A tall gate of ornamental bronze sagged open, before the nearest building, and we pushed in through the tangle of long-untended shrubbery that had overgrown the lawns. An unlocked door let us into the mansion, and musty silence met us.
Here we found no hint of any popular uprising, against the ruling class. No bullet prints, no human bones, no smashed furniture, no looted safes and chests. The refrigerator in the great kitchen Had been emptied, but long shelves were filled with fine cut glass and ornamental china. The gloomy library held thousands of volumes—but empty spaces seemed to say that others had been taken. Closets were hung with moth-ravaged clothing. A wall safe stood open; and Doyle explored the papers in it, with a frown of dull bewilderment.
“They left a fortune,” he muttered incredulously. “This man—His Excellency, A. P. Watts, Director general of West Africa—must have been a lifetime piling up these stocks, annuities, bonds and shares, insurance policies, and deposit receipts. Then the thing happened—and he just walked off and left it all.”
His eyes appealed to Cameron.
“I don’t understand it.” His deep voice seemed haunted. “They weren’t killed—there would be more skeletons. They weren’t even frightened—they didn’t barricade their doors, or fire a gun, or even upset the furniture.
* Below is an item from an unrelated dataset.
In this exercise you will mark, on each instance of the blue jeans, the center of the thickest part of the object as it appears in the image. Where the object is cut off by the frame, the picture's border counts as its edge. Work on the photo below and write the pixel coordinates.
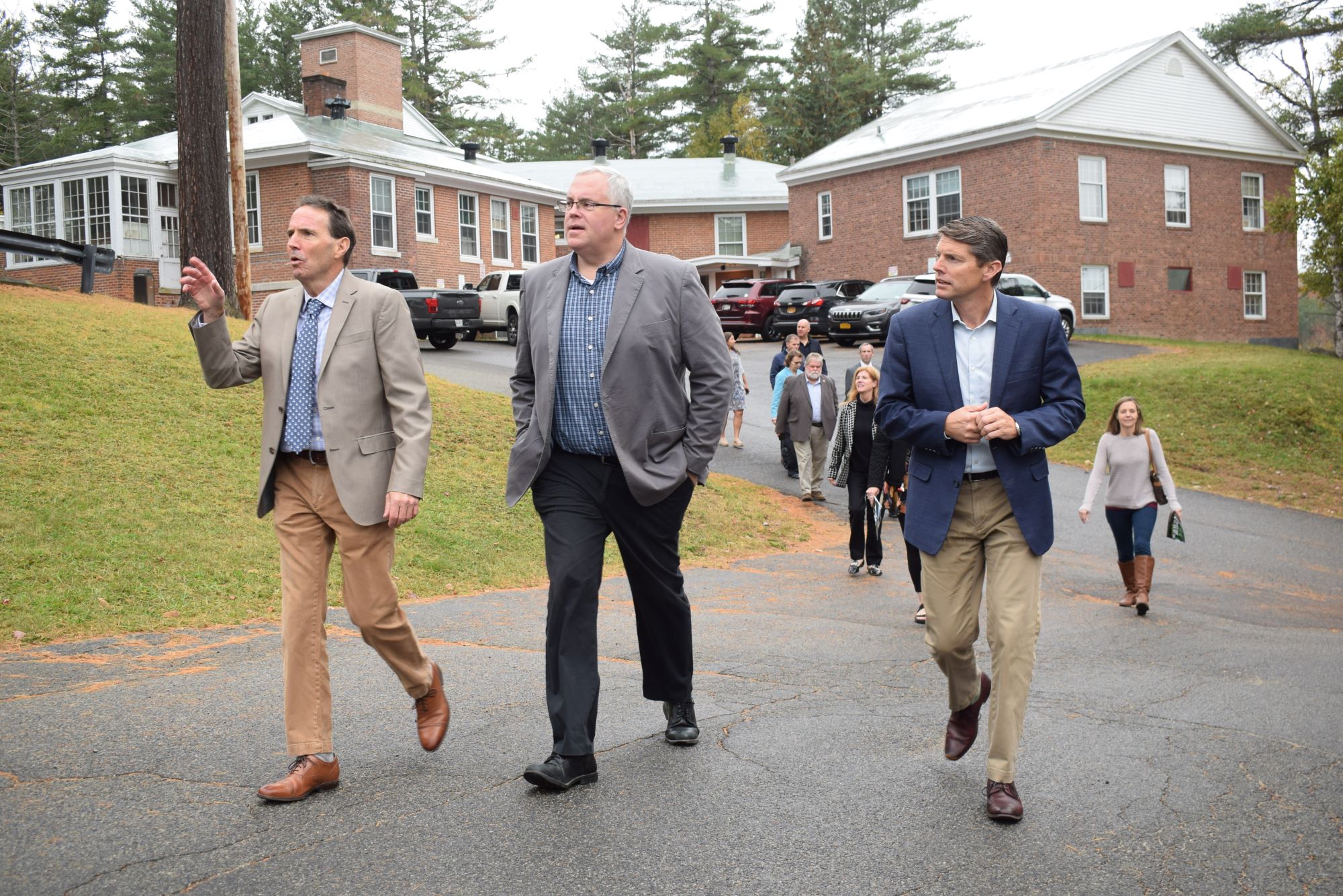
(1133, 530)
They just set things in order, took a few useful items, evidently—and went away. ‘Because, of the equalizer.’ ”
His voice fell to a whisper of dull wonderment.
“But what does that mean—and where did they go?”
We moved the lifecraft again, this time into what had been an exclusive shopping district, where once, I fancied, the great men of the Directorate must have bought jewels and furs and perfumes for their mistresses, their secretaries, and perhaps even for their wives.
The street doors of these glittering shops were generally unlocked, or left wide open. Many shelves were bare, as if the goods had been simply carried out, but there was little evidence of vandalism or violent looting. Unbroken windows still held garish displays of tarnished costume jewelry, and abandoned cash registers were still stuffed with currency and coin—from which I saw Lord’s gunmen furtively filling their pockets.
We landed next in the middle of the city, in the wide empty canyon of Tyler Avenue. The massive granite walls were hushed and dead, but green weeds were pushing from every crevice in the hot pavements. A few sparrows were quarreling noisily about a window ledge.
“This was Squaredeal Square.” Doyle’s voice seemed too loud, in that sun-beaten silence. “If there was any fighting—war or rebellion—we ought to find the traces here.”
Peering up at those splendid dead facades. I remembered that I had been here once before—in a great jamboree of the Tyler Scouts, when I was seven. There was Squaredeal Hall. There was the purple granite balcony where Tyler—or perhaps it was one of his public doubles—had appeared as we marched by, waving his arm mechanically as we screamed out the Tyler Song.